Dietrich Bonhoeffer said, “When Jesus bid you come, he bid you come and die.” In principle, you have signed over your life to the Lord when you came to the Lord. Why would you expect the world to treat you any better than he was treated?

These parables are powerful. In their original contexts, they were often offensive. I like to say about ministers, they need to have a capacity to comfort the afflicted but they’d better also have a capacity to afflict the comfortable, because Jesus’ parables are not Sesame Street tales. They often afflict the comfortable and make them profoundly uncomfortable.

One of the most famous sermons ever preached in America was preached by Jonathan Edwards. Its title was Sinners in the Hands of an Angry God. If you’ve not read this sermon, then you need to read it. It’s a barn burner. It’s a real corker.
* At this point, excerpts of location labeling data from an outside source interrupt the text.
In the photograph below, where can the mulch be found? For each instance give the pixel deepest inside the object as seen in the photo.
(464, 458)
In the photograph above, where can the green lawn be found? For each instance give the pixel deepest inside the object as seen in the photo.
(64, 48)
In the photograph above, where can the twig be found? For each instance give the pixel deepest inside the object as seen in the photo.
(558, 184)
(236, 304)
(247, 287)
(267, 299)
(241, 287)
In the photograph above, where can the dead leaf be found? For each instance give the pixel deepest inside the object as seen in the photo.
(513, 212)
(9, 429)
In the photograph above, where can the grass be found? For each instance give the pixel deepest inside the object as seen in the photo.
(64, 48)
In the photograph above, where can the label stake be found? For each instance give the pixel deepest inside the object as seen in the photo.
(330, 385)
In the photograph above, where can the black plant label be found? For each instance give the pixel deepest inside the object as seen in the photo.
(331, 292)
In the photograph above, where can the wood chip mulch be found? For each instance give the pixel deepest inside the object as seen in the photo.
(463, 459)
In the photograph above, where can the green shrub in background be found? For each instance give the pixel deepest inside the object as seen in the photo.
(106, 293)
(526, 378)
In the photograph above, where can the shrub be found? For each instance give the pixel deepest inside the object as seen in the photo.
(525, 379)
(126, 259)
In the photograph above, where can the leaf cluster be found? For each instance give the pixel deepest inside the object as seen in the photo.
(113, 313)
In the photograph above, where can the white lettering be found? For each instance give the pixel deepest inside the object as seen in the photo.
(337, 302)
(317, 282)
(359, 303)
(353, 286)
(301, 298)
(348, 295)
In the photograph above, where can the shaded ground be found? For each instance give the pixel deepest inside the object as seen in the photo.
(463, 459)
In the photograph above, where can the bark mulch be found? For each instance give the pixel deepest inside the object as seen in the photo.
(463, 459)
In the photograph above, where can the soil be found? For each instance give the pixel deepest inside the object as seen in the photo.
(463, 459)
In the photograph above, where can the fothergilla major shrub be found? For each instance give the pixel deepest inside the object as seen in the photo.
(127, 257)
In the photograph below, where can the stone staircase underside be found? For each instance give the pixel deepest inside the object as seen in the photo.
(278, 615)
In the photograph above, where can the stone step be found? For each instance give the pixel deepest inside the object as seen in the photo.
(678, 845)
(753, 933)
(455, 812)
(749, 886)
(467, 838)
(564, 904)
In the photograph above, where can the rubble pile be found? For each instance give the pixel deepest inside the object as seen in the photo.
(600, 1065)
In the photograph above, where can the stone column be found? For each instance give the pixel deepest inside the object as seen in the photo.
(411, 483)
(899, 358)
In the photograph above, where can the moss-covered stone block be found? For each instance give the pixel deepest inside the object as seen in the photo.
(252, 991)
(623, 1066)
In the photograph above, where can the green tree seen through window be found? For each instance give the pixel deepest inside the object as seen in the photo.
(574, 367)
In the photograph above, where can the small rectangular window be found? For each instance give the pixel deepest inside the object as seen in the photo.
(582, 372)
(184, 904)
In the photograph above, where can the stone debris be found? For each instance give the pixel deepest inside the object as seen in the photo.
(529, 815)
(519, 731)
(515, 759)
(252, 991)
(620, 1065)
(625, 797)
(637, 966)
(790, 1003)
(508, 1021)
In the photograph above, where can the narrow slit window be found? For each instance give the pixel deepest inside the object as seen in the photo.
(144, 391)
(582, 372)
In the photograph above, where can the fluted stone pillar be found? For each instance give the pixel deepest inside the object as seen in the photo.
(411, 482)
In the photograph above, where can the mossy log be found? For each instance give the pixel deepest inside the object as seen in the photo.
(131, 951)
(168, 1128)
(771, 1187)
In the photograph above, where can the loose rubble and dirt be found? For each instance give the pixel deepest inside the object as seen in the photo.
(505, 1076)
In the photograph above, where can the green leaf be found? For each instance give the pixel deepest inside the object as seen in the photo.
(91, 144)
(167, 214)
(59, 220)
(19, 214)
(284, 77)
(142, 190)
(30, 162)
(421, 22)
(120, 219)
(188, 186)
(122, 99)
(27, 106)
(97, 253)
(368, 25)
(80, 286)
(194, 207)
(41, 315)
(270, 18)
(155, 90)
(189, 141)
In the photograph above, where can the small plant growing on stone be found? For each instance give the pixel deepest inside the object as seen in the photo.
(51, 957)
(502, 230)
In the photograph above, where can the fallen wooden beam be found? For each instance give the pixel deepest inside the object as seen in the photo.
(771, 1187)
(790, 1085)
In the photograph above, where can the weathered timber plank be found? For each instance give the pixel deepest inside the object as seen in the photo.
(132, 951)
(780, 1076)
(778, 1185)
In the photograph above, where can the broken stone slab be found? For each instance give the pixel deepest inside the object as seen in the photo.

I never heard a sermon like this growing up in the Methodist church. Shoot, I never heard a sermon [on][37:43] hell growing up in the Methodist church. I heard a lot of other kind of stuff and a lot of it nonsense but I didn’t hear that.

My mother grew up in the Southern Baptist church. She did hear some hell fire sermons. She said, as a little girl, she remembers them vividly because they made the hair on the back of her neck raise up. You know?

In the sermon, Sinners in the Hands of an Angry God…when Jonathan Edwards got going and you need to understand, he was not a charismatic speaker, so you gotta picture this man with thick glasses, a long frock coat, a powdered wig, a manuscript this tall, handwritten, being held like this in front of his face and he’s reading this sermon to his congregation.

And on the platform is one of his deacons and he gets to the bit about the spider dangling over the pit of hell and the deacon comes unglued. The deacon gets the point of the sermon. He comes over and grabs Mr. Edwards by the frock coat and says, “Mr. Edwards, Mr. Edwards, I pray thee remember the mercies of God!” Yeah. He came unglued. Sinners in the Hands of an Angry God.

These parables are full of both justice and mercy… Both righteousness and compassion. Now you know, we like the nice soft squishy bits...Not so much the righteousness and justice bits.

But let me say to you now that if you have concern or compassion for the oppressed, you will have a concern for righteousness and justice. It has been said, and I agree with this, that one of the essential requirements for doing ministry is the capacity for righteous anger. I mean, sin is destroying our world. Why is it that we would be complacent about that?

Sin is destroying human lives of people we love…Friends, family. Why is it that we would not be righteously indignant as God is about that? These parables are full of anger at sin but full of love for the sinner. You see, we need to learn how to do what Jesus did, to have that balance of justice and mercy…That balance of righteousness and compassion. It’s a hard balance to strike.